Templates and Graphs

The process of constructing a workflow using EAGLE begins at the most general level – a Logical Graph Template, and moves through a series of steps to the most specific level – a Physical Graph. The steps are shown in the following diagram:

Logical Graph Template

Logical Graph Templates are created within the EAGLE drag-and-drop interface. They are usually designed for one experiment or one instrument, but they allow some flexibility in the form of exposed parameters that may be set to different values by the user prior to execution.

In an operational environment Logical Graph Templates represent different data processing modes, and after a period of development and use they will become quite stable. They can increase in complexity very quickly; however if developers approach them as a template and use the ability to expose adjustable parameters, this can highlight the inherent parallelism and potential bottlenecks of complex workflows. Logical Graph Templates provide a birds-eye view of an arbitrarily parallel process, even though parallelism isn’t explicitly represented at this stage of the workflow.

Logical Graph

Logical Graphs are constructed from Logical Graph Templates by setting the exposed parameters of the graph’s Components. In general, most of these parameters are settings that influence the behaviour of the components, while some others control the size or the parameterisation of the data being processed.

An example of a parameter for the HelloWorldApp being edited

Physical Graph Template

Physical Graph Templates are calculated from Logical Graphs by the DALiuGE translation engine, and then displayed within the EAGLE interface. They represent a translation of a Logical Graph into a Directed Acyclic Graph, and a mapping of that graph onto a potentially available cluster.

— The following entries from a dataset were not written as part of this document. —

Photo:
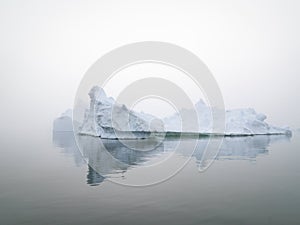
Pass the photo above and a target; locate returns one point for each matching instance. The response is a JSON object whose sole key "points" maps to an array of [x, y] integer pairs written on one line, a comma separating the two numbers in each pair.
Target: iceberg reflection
{"points": [[113, 158]]}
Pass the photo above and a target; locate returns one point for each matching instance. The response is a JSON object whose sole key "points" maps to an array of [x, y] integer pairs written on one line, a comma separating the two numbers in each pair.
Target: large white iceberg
{"points": [[109, 119]]}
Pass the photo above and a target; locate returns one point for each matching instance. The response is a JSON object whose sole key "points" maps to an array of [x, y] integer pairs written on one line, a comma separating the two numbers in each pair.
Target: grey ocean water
{"points": [[45, 180]]}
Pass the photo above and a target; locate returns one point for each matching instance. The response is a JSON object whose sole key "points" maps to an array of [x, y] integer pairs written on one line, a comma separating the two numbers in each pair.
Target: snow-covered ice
{"points": [[109, 119]]}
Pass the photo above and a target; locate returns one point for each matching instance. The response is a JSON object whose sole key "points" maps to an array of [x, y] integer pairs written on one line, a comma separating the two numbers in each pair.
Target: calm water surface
{"points": [[46, 180]]}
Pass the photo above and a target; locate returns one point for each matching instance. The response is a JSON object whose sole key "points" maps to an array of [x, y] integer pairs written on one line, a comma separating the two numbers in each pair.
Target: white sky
{"points": [[251, 47]]}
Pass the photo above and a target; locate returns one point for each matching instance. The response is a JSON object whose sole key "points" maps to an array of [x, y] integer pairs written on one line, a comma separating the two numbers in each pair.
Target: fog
{"points": [[251, 47]]}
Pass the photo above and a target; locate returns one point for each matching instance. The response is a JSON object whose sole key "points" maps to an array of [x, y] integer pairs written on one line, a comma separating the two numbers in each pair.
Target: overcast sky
{"points": [[251, 47]]}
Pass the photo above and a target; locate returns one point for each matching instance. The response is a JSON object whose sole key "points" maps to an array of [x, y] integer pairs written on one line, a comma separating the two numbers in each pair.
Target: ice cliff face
{"points": [[237, 122], [108, 119]]}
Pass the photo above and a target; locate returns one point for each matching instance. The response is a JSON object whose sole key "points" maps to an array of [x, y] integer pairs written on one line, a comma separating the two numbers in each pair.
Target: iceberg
{"points": [[64, 122], [108, 119]]}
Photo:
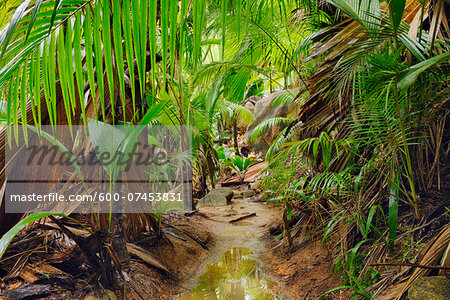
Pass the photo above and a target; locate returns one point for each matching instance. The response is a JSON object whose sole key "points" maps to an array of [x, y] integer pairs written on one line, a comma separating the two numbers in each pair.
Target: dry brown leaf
{"points": [[145, 256]]}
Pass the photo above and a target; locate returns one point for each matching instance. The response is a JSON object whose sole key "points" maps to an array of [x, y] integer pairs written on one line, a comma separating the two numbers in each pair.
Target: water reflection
{"points": [[236, 276]]}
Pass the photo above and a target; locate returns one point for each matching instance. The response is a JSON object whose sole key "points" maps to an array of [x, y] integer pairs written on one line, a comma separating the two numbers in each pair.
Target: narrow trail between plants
{"points": [[233, 268]]}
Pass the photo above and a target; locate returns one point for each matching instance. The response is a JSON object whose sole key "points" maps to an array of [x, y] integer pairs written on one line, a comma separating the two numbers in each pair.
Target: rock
{"points": [[264, 110], [216, 197], [427, 288], [248, 193]]}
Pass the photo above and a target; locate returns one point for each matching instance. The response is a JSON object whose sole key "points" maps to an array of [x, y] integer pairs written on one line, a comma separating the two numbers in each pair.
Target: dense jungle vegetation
{"points": [[361, 153]]}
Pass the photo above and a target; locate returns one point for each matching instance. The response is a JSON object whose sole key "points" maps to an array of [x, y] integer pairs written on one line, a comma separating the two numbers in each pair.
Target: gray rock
{"points": [[216, 197], [430, 288], [248, 193], [264, 110]]}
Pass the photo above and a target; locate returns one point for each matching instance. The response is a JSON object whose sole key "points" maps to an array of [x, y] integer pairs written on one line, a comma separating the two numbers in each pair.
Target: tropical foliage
{"points": [[372, 80]]}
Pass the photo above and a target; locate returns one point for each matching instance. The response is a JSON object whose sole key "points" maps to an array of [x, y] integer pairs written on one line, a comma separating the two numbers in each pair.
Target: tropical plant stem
{"points": [[409, 171]]}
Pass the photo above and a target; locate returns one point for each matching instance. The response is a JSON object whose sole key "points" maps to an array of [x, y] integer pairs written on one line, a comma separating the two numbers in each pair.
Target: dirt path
{"points": [[239, 236], [302, 272]]}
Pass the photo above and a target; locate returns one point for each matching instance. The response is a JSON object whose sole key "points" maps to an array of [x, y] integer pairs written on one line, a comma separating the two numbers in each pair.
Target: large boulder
{"points": [[264, 110], [216, 197], [427, 288]]}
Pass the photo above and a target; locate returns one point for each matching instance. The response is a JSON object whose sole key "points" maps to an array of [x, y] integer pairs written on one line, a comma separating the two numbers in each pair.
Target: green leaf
{"points": [[408, 76], [365, 12], [79, 64], [117, 33], [15, 20], [8, 237], [128, 40], [393, 210], [36, 8], [99, 57], [107, 50], [398, 8], [90, 57]]}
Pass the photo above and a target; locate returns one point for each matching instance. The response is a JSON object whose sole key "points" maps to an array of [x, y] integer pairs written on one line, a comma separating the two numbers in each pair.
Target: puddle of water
{"points": [[236, 276]]}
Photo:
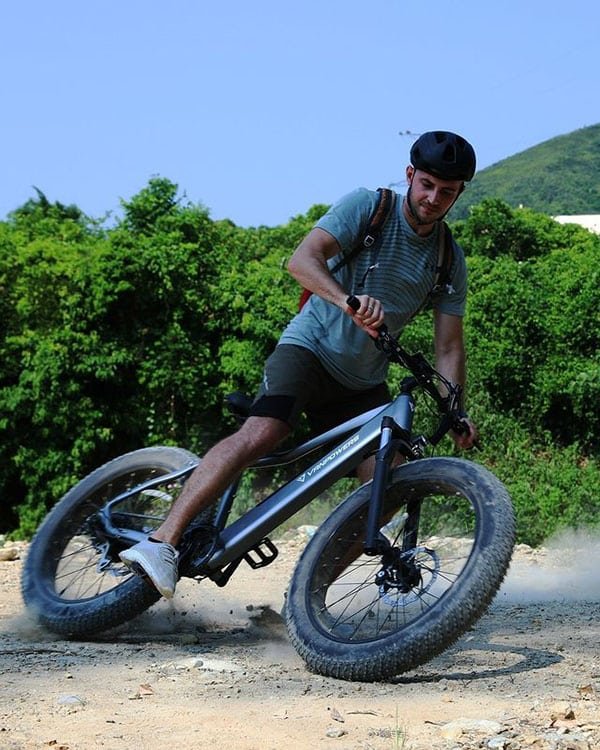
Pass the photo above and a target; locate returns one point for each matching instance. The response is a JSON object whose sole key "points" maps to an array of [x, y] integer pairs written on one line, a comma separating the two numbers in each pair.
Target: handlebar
{"points": [[428, 378]]}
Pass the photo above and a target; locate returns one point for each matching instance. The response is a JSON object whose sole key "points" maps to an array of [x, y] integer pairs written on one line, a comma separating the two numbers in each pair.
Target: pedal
{"points": [[265, 553]]}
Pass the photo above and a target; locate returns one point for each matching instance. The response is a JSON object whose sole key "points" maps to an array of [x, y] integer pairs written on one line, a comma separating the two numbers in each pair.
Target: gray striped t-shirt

The DALiuGE translation engine implements multiple algorithms for the translation, but the result is always a Physical Graph Template partitioned in a way to meet the hardware capabilities and any additional constraints given to the algorithms (e.g. minimise run-time). Since some of the translation algorithms are quite expensive and time consuming to run, it is good practice to generate them as soon as the parameterisation of the reduction run is clear.

Physical Graph

Physical Graphs represent the final mapping of the Physical Graph Templates to available computer node(s), in the final step before execution. EAGLE displays the deployed graph and shows progression of the execution. It provides a visualisation during execution time which is just informative and will not scale to many thousands or millions of tasks. However, it shows failures immediately, providing a helpful tool during graph development. Physical Graphs are completely bound to an actual execution of a workflow, and will be saved as part of the logs.